I sovled! I changed the code just like

def build_image_tower(image_tower_cfg, **kwargs):
    image_tower = getattr(image_tower_cfg, 'mm_image_tower', getattr(image_tower_cfg, 'image_tower', None))
    is_absolute_path_exists = os.path.exists(image_tower)
    # if is_absolute_path_exists or image_tower.startswith("openai") or image_tower.startswith("laion"):
    #     return CLIPVisionTower(image_tower, args=image_tower_cfg, **kwargs) 
    if image_tower.startswith("openai") or image_tower.startswith("laion"):
        return CLIPVisionTower(image_tower, args=image_tower_cfg, **kwargs) 
    if image_tower.endswith('LanguageBind_Image'):
        return LanguageBindImageTower(image_tower, args=image_tower_cfg, cache_dir='./cache_dir', **kwargs)
    if 'mae' in image_tower:
        print('maemaemaemaemaemaemaemae')
        print('maemaemaemaemaemaemaemae')
        print('maemaemaemaemaemaemaemae')
        print('maemaemaemaemaemaemaemae')
        print('maemaemaemaemaemaemaemae')
        return MAEVisionTower(image_tower, args=image_tower_cfg, cache_dir='./cache_dir', **kwargs)
    raise ValueError(f'Unknown image tower: {image_tower}')

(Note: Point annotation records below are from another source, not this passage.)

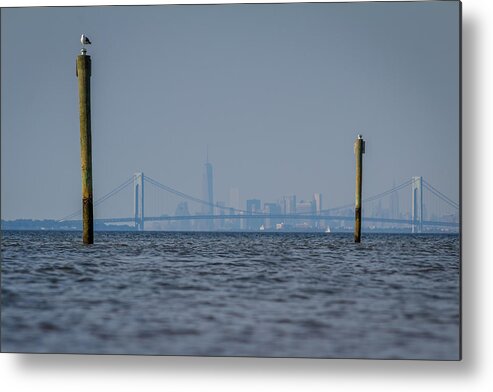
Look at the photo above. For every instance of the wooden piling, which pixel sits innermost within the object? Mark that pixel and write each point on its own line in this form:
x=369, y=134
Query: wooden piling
x=359, y=150
x=83, y=72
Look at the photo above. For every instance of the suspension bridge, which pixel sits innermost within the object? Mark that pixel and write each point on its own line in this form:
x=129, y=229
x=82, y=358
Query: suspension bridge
x=427, y=208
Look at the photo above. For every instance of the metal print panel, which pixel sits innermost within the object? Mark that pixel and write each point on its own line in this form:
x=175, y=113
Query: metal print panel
x=267, y=180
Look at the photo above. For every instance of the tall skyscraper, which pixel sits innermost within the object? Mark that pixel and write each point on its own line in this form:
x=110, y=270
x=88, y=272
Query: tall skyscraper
x=417, y=204
x=234, y=198
x=253, y=206
x=394, y=204
x=207, y=194
x=317, y=201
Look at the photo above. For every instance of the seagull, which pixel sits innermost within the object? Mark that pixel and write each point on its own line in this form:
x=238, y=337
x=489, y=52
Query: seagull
x=84, y=40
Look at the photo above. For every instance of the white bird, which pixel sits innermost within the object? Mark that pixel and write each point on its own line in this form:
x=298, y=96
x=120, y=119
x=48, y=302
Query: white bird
x=84, y=40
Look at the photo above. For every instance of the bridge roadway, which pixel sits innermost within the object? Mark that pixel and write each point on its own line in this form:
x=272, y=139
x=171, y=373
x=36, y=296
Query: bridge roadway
x=274, y=216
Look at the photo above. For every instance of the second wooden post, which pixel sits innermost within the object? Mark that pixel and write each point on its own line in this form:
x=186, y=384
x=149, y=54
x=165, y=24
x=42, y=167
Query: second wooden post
x=83, y=72
x=359, y=150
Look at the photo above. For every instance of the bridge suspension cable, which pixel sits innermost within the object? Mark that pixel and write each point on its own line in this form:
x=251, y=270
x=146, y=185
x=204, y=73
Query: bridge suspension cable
x=186, y=196
x=372, y=198
x=440, y=195
x=102, y=199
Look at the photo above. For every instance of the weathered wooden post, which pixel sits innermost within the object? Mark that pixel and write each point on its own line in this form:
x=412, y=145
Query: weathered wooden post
x=359, y=150
x=83, y=73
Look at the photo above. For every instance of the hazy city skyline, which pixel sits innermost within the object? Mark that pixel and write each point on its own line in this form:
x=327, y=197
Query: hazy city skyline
x=275, y=93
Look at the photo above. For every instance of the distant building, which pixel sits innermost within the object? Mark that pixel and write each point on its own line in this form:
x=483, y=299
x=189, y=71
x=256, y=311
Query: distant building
x=234, y=198
x=234, y=204
x=394, y=204
x=207, y=195
x=272, y=209
x=317, y=201
x=182, y=210
x=253, y=206
x=308, y=208
x=221, y=210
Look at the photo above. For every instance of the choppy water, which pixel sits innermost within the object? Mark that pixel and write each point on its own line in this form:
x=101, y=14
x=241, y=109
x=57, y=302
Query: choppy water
x=281, y=295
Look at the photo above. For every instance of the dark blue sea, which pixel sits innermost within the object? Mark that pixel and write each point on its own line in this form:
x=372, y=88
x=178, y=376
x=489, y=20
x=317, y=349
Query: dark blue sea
x=232, y=294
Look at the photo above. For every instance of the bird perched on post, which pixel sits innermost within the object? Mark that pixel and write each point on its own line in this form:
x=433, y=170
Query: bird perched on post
x=84, y=40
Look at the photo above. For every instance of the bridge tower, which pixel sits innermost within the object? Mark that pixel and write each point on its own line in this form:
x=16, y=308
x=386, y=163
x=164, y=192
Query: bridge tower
x=417, y=204
x=139, y=201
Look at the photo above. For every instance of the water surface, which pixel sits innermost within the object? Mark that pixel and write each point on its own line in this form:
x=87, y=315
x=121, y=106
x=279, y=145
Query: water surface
x=237, y=294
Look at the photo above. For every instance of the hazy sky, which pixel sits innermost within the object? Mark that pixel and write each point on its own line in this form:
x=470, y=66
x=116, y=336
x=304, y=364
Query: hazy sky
x=278, y=93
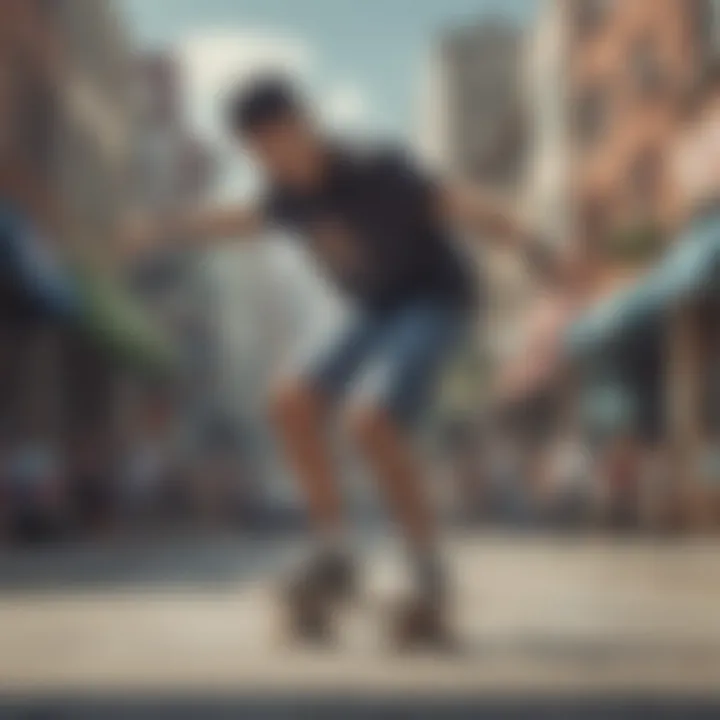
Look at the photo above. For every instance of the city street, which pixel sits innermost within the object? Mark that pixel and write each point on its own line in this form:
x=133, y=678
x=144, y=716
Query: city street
x=552, y=618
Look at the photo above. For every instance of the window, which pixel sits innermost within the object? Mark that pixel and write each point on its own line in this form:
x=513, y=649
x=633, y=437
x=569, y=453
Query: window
x=590, y=116
x=645, y=180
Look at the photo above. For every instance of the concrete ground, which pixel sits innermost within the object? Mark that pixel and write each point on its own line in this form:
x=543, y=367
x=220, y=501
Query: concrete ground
x=539, y=618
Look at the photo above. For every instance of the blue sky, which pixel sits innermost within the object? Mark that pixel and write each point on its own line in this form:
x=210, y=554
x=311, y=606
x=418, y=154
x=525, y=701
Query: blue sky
x=362, y=59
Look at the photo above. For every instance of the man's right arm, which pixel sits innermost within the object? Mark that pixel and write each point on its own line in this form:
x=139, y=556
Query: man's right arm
x=196, y=228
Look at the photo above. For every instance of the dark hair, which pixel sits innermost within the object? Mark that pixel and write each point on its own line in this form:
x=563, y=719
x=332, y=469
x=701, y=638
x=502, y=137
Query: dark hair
x=264, y=100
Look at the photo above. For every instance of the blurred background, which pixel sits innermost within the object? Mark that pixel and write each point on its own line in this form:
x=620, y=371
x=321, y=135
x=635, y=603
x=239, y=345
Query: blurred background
x=135, y=456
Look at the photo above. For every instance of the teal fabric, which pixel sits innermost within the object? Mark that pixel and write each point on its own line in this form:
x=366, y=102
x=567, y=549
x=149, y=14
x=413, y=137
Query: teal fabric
x=690, y=269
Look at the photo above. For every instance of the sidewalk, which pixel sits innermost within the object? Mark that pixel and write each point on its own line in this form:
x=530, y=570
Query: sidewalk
x=538, y=616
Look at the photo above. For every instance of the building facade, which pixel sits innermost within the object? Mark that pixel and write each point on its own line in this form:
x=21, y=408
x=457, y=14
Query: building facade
x=474, y=126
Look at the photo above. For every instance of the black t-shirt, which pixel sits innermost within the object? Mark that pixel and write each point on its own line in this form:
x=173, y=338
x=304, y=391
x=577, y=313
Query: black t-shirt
x=374, y=224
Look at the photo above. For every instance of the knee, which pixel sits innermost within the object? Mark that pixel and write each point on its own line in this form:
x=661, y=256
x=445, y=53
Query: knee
x=294, y=404
x=365, y=424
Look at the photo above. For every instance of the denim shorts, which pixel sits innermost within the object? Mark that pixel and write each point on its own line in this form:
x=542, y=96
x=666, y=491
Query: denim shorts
x=392, y=360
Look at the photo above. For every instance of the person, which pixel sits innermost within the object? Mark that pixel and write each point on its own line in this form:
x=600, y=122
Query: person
x=383, y=230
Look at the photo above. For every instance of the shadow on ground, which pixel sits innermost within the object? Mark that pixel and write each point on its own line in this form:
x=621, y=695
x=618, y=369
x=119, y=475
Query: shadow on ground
x=354, y=708
x=189, y=560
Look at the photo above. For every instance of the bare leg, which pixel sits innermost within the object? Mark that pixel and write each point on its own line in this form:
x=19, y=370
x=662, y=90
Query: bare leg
x=299, y=415
x=391, y=457
x=422, y=617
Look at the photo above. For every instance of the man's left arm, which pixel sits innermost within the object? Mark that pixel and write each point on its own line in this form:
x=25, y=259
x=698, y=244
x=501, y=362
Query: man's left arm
x=492, y=218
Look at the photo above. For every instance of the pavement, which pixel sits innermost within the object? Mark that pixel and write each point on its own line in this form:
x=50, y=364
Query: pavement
x=550, y=627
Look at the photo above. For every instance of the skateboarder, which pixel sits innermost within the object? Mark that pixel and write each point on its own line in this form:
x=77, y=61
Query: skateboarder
x=384, y=232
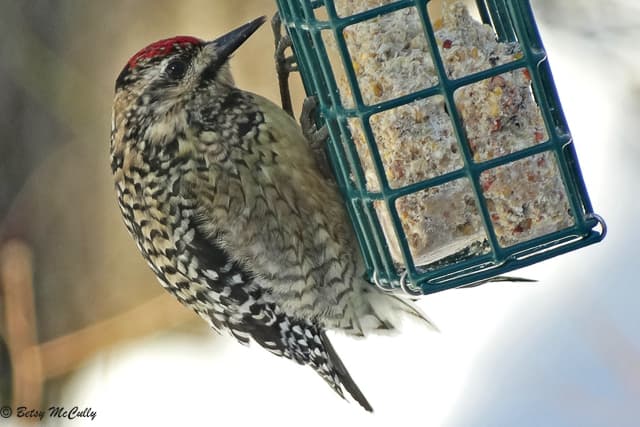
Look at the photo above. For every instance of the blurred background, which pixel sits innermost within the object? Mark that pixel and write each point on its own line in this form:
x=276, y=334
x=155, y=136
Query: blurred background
x=84, y=323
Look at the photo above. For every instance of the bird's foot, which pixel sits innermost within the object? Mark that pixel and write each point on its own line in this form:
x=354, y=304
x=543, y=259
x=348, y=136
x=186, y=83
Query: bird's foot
x=285, y=65
x=317, y=137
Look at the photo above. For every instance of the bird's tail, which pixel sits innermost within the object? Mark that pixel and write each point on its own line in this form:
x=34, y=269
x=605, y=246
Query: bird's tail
x=340, y=376
x=385, y=311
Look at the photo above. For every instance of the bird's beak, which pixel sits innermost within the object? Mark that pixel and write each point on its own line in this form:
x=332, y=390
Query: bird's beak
x=227, y=44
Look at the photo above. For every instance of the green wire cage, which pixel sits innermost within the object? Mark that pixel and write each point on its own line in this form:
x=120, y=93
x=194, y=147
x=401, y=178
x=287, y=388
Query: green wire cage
x=485, y=212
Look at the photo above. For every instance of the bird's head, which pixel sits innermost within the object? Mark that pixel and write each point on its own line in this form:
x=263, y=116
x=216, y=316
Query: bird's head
x=169, y=67
x=158, y=82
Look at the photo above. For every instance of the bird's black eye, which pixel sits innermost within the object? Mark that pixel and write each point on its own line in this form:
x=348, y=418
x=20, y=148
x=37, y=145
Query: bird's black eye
x=176, y=69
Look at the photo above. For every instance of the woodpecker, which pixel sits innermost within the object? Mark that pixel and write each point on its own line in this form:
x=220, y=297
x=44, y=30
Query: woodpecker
x=220, y=191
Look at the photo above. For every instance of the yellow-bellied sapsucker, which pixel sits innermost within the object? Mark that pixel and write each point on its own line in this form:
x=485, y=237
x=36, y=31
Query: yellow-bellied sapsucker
x=221, y=193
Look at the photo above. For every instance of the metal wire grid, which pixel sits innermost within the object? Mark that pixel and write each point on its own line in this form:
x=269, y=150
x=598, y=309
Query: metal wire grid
x=512, y=21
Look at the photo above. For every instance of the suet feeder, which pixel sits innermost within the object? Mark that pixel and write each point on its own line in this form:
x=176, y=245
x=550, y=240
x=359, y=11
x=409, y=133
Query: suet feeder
x=447, y=137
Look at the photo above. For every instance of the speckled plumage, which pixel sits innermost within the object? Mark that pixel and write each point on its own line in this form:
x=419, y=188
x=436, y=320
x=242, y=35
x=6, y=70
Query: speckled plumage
x=220, y=191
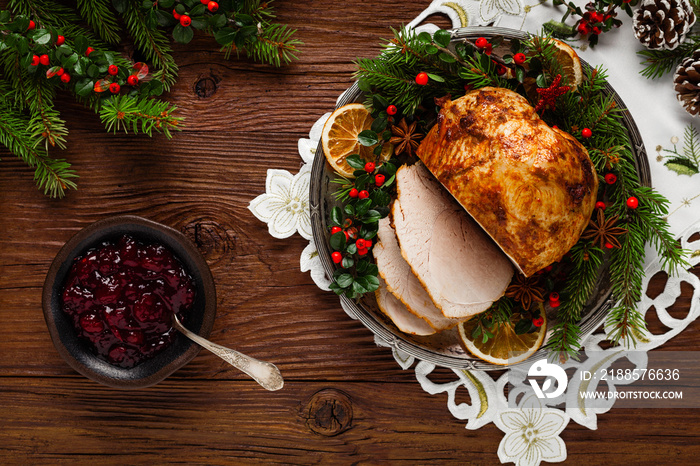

In fact, if you choose running locally, and you should choose the second "if". I haven't changed anything else, but the "mismatch" error disappear, so it's still weird, but anyway, it works now！

Great! Congrats

Feb 05 '24 05:02 LinB203

Hi， is there a bug in Video-LLaVA-main/videollava/model/multimodal_encoder/builder.py?